Welcome to WebmasterWorld Guest from 220.127.116.11
The conventional bot has a lower case "bot"
"Mozilla/5.0 (compatible; Googlebot/2.1; +http://www.google.com/bot.html)"
Google has made it a little difficult to sort out all of their bots with one search string "/2.1" works but does find some extra unrelated odds and ends in logs. (Except of course Googlebot-Image/1.0)
Referrer strings extracted directly from my logs
Google-: "Mozilla/5.0 (compatible; Googlebot/2.1; +http://www.google.com/bot.html)"
Of course as mentioned, there's Froogle,Mobile,and Feed for RSS feeds.
Also Google now appears to be exclusively using HTTP/1.1, until recently there has been a mix of HTTP/1.1 and HTTP/1.0. One thing important to note is Google is now always requesting GZIP compressed content if your server provides it. Your website might get an "attaboy" if you served GZIP compressed content to the "bots". This could cut your website's bandwidth usage and boost your site's performance.
(Webmasterworld and Google serve GZIP compressed content)
I look at the DC pages all the time for my keywords <using an online tool>.
DCs are subdivided into 'New', and various wild-card DNS numbers like .104, .107 and so on.
What I would like to know is the geographical locations for these DNS numbers.
I presume Google puts DCs all over the place to reduce long distance bandwidth
and to balance the insane load that all those surfers place on their servers.
Does anybody have a list of where 18.104.22.168 is for example?
I mean the physical location (City, State ..) of the servers.
Are any overseas? Lots of them? Where the heck are they?
Most of them give me good SERPs positions, but a few have my site in the dumpster.
If those few are in Upper Volta or Ananaguay I don't care so very much.
Whois lookups always point back to Mountain View, California (or very nearby)
where Google HQ are, and that tells me nothing. Any help appreciated! -Larry
[edited by: tedster at 5:44 am (utc) on Dec. 20, 2006]

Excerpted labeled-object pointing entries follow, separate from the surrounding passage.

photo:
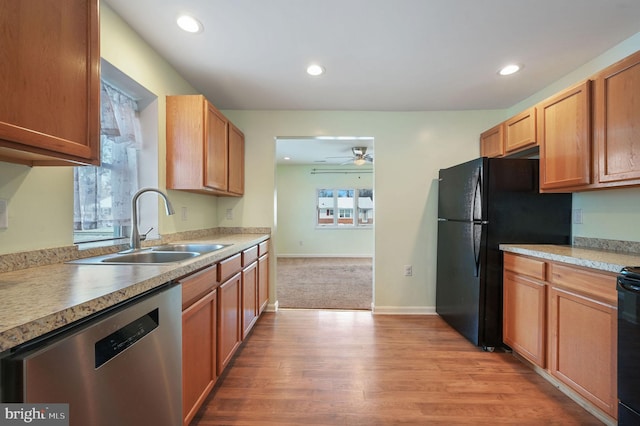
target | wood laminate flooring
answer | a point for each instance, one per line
(315, 367)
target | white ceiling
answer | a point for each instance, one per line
(379, 55)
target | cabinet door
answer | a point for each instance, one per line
(564, 133)
(492, 143)
(236, 160)
(199, 372)
(520, 131)
(263, 282)
(617, 122)
(249, 298)
(583, 345)
(50, 83)
(216, 149)
(524, 317)
(229, 303)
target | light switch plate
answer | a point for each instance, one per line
(4, 215)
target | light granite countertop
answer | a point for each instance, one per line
(604, 260)
(41, 299)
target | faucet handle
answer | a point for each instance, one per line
(144, 236)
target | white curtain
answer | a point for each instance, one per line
(103, 194)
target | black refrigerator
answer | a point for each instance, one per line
(482, 204)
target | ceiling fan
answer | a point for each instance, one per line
(359, 157)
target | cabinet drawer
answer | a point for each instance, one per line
(229, 266)
(197, 285)
(249, 255)
(525, 266)
(599, 285)
(263, 248)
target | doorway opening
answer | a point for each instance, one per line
(325, 219)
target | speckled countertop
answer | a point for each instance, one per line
(604, 260)
(41, 299)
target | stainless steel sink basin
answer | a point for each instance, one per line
(192, 247)
(144, 257)
(151, 257)
(168, 253)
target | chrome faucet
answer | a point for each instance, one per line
(135, 235)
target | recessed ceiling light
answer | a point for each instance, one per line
(189, 24)
(315, 70)
(509, 69)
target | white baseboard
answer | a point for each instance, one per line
(272, 307)
(404, 310)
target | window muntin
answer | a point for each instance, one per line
(346, 202)
(102, 194)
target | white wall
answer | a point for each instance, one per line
(296, 214)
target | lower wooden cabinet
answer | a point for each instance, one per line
(199, 339)
(572, 331)
(229, 311)
(199, 372)
(216, 318)
(524, 317)
(583, 334)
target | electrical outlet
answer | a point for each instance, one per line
(4, 215)
(408, 270)
(577, 216)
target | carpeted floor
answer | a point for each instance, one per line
(325, 283)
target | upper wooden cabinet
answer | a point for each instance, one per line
(492, 142)
(520, 131)
(512, 136)
(205, 152)
(50, 82)
(617, 122)
(564, 133)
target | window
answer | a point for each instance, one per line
(354, 207)
(129, 153)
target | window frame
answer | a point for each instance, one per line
(337, 212)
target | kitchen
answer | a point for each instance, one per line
(410, 239)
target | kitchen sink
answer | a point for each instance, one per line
(150, 257)
(167, 253)
(192, 247)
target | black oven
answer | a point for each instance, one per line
(629, 346)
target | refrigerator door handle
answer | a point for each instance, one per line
(476, 235)
(476, 213)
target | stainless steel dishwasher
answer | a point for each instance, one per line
(123, 367)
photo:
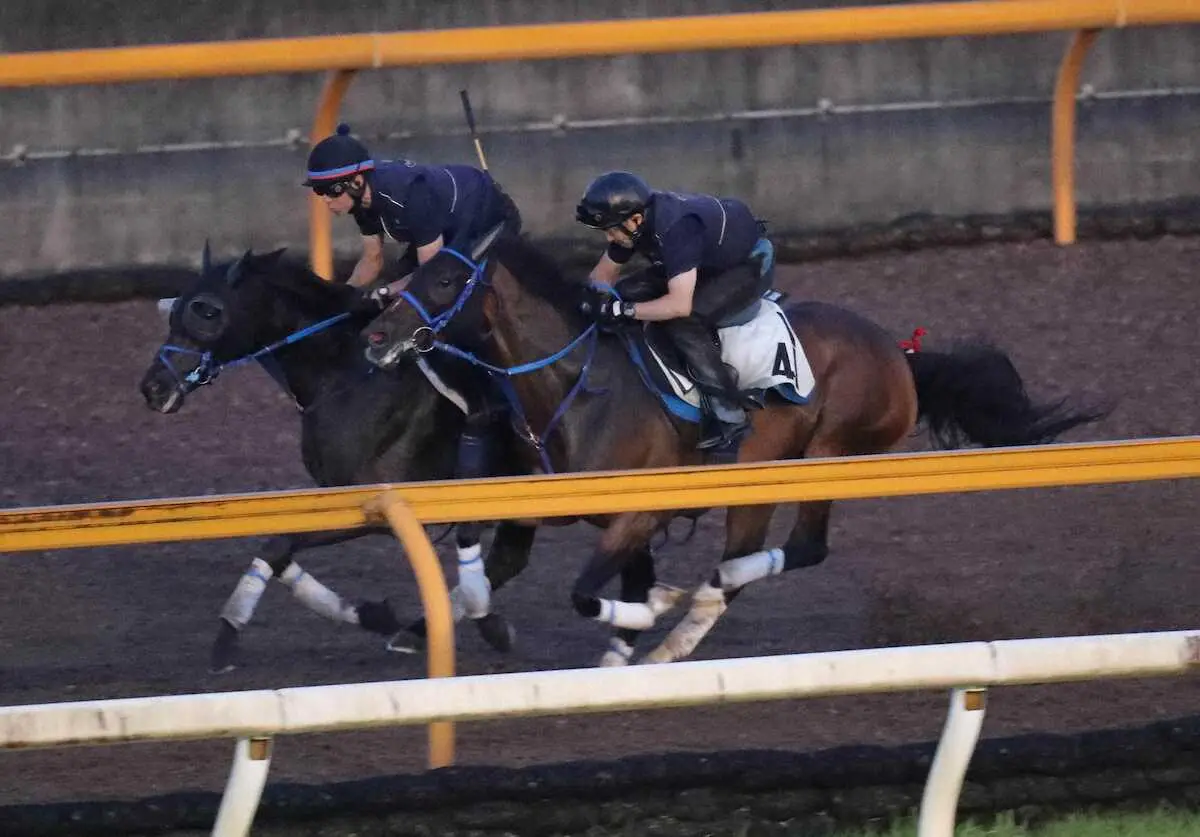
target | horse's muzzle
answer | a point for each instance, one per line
(162, 396)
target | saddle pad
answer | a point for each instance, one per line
(765, 353)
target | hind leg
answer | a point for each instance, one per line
(276, 561)
(805, 547)
(624, 542)
(507, 558)
(637, 584)
(745, 534)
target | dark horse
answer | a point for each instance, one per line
(358, 425)
(869, 396)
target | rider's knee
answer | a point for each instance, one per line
(586, 604)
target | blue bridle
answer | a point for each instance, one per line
(207, 371)
(425, 339)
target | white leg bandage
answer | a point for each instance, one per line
(707, 606)
(317, 597)
(473, 584)
(240, 607)
(741, 571)
(618, 654)
(636, 615)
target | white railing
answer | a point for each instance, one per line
(253, 717)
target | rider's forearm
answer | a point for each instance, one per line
(606, 271)
(367, 270)
(663, 308)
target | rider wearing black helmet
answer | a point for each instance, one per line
(423, 206)
(701, 274)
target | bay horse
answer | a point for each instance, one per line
(586, 407)
(359, 426)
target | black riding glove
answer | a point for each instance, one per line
(370, 303)
(605, 308)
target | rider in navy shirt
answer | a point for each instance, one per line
(423, 206)
(702, 271)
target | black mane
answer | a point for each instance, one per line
(540, 275)
(293, 275)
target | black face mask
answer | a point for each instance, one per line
(336, 188)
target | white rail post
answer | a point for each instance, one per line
(251, 760)
(940, 802)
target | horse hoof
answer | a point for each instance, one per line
(402, 643)
(225, 649)
(378, 618)
(613, 660)
(663, 597)
(419, 628)
(496, 632)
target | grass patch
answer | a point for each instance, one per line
(1162, 823)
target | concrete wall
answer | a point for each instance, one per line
(970, 134)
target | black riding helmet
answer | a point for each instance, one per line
(336, 158)
(612, 199)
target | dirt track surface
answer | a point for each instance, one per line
(1114, 319)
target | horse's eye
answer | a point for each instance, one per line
(205, 311)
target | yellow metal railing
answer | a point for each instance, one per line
(348, 53)
(601, 493)
(407, 506)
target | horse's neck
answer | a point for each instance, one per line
(531, 329)
(315, 365)
(528, 331)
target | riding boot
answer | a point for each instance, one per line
(724, 421)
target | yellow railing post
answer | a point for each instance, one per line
(436, 601)
(321, 240)
(1062, 152)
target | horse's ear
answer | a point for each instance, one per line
(480, 247)
(238, 270)
(268, 260)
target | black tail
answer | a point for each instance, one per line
(975, 396)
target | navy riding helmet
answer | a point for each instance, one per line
(337, 157)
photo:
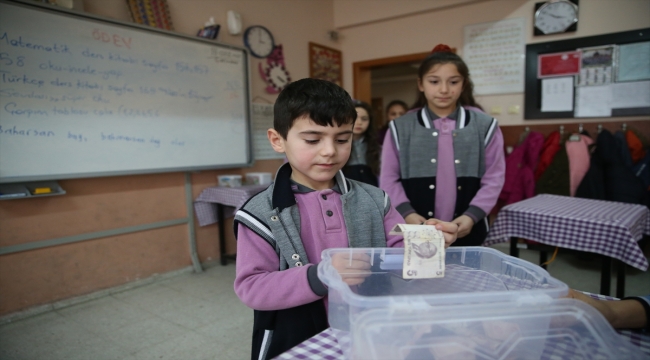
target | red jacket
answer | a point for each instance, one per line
(520, 166)
(550, 148)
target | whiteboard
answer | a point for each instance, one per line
(82, 96)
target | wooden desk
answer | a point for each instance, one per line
(216, 203)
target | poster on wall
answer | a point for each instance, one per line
(558, 64)
(325, 63)
(597, 66)
(495, 55)
(634, 62)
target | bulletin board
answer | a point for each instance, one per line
(85, 96)
(596, 76)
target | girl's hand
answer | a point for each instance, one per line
(449, 230)
(353, 270)
(414, 218)
(465, 225)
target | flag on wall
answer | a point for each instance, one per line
(151, 12)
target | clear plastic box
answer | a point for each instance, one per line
(560, 329)
(475, 277)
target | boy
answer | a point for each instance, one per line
(311, 206)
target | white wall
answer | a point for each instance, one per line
(417, 32)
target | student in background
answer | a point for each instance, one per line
(445, 160)
(310, 207)
(363, 164)
(394, 109)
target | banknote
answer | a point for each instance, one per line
(424, 251)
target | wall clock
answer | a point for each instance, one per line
(259, 41)
(555, 17)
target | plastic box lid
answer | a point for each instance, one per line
(559, 329)
(473, 275)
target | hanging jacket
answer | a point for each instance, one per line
(549, 149)
(608, 177)
(635, 146)
(520, 170)
(555, 180)
(579, 160)
(622, 149)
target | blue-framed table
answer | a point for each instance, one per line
(216, 203)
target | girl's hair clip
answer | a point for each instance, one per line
(441, 48)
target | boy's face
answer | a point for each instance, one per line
(316, 153)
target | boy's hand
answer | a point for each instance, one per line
(449, 230)
(353, 271)
(465, 225)
(414, 218)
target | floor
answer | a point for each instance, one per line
(196, 316)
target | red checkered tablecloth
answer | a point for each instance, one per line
(603, 227)
(205, 206)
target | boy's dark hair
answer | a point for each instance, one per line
(324, 102)
(373, 150)
(447, 57)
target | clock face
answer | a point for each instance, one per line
(556, 17)
(259, 41)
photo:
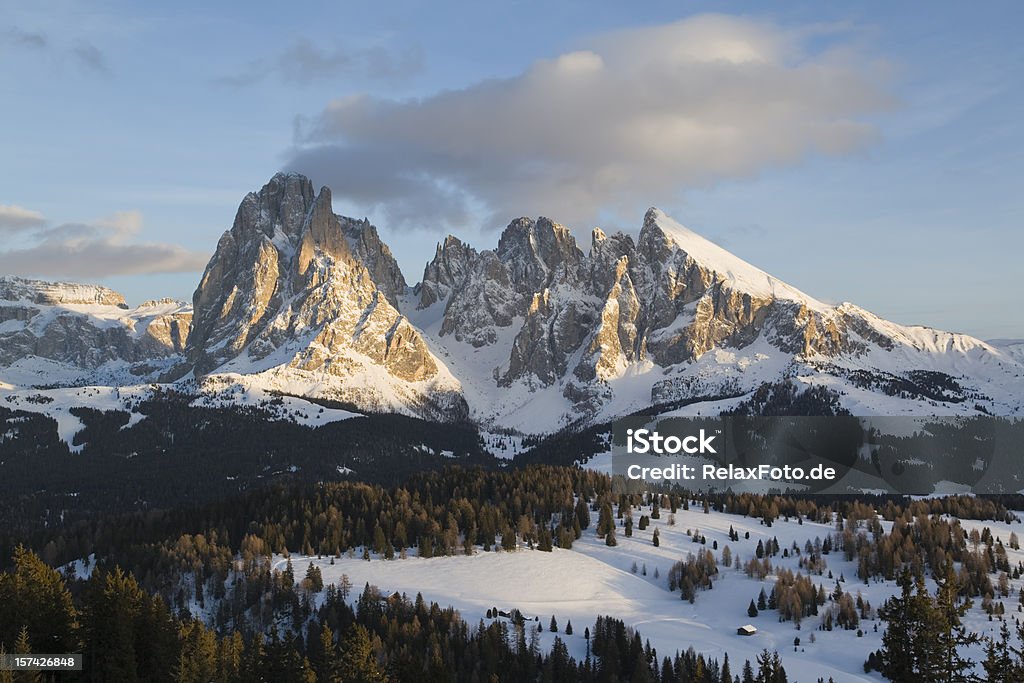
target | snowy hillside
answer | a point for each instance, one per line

You can use the "ITR client" and then "trace" the route to the IP addresses. This trace typically shows physical locations along a communication path.
Your firewall or modem firewall may block this capability to some extent.
I was really hoping that all this was public knowledge, and that somebody had a simple list up,
123.123.123 Dallas, TX
234.234.234 Boston, MA
121.121.111 Paris, France .. and so on.
I believe this could be considered a link to an authority site.
On this page to the right you will see a "click here" link to the "ITR Client" download. This windows executable is very useful and free.
I double checked, I had to set my DSL modem firewall to OFF from a setting of LOW to fully enable the Route Tracing function of the ITR client.
This link may help with Googlebot Image
Sign up for sitemaps above. There is a robots.txt analysis tool that Google provides. You don't have to have a sitemap.xml file to sign up for sitemaps, but you may have to verify your site ownership. Google actually asks you to place a uniquely named file in your Website, so they can verify you are who you say you are!
If you blocked all bots but Googlebot, you probably are blocking Google Images, and Google Mobile. Of course there's also Adsense and Adwords bots.
Allowing only specific bots is now risky because search engines keep inventing new ones.
I do use the Sitemaps and did use the robots.txt analysis tool in the 'early days'. But since the Sitemaps page had misspelt the Mediapartners robot (*), I wasn't 100% confident in its results/info.
Plus it gave incorrect analysis results for the normal Googlebot, although that was fixed on a return visit a short while after ... yeah - I just didn't trust that page ;-)
Maybe Google have sorted it out since the early days of that analysis tool/feature, I shall give it another go.
(*) at least, if it was correct it was spelt differently to the Adsense guidelines and help pages.
and regarding to the adsense and image bots. does regular optimization technique applies to them as well? or there's a different sets of tricks to handle these bots?
Now for the on topic bit: I now see that it has been requesting images, not pages. Yes, this is Mozilla bot, not the image bot. This little guy: "Mozilla/5.0 (compatible; Googlebot/2.1; +http://www.google.com/bot.html)"
Is Mozilla bot taking over image bots job?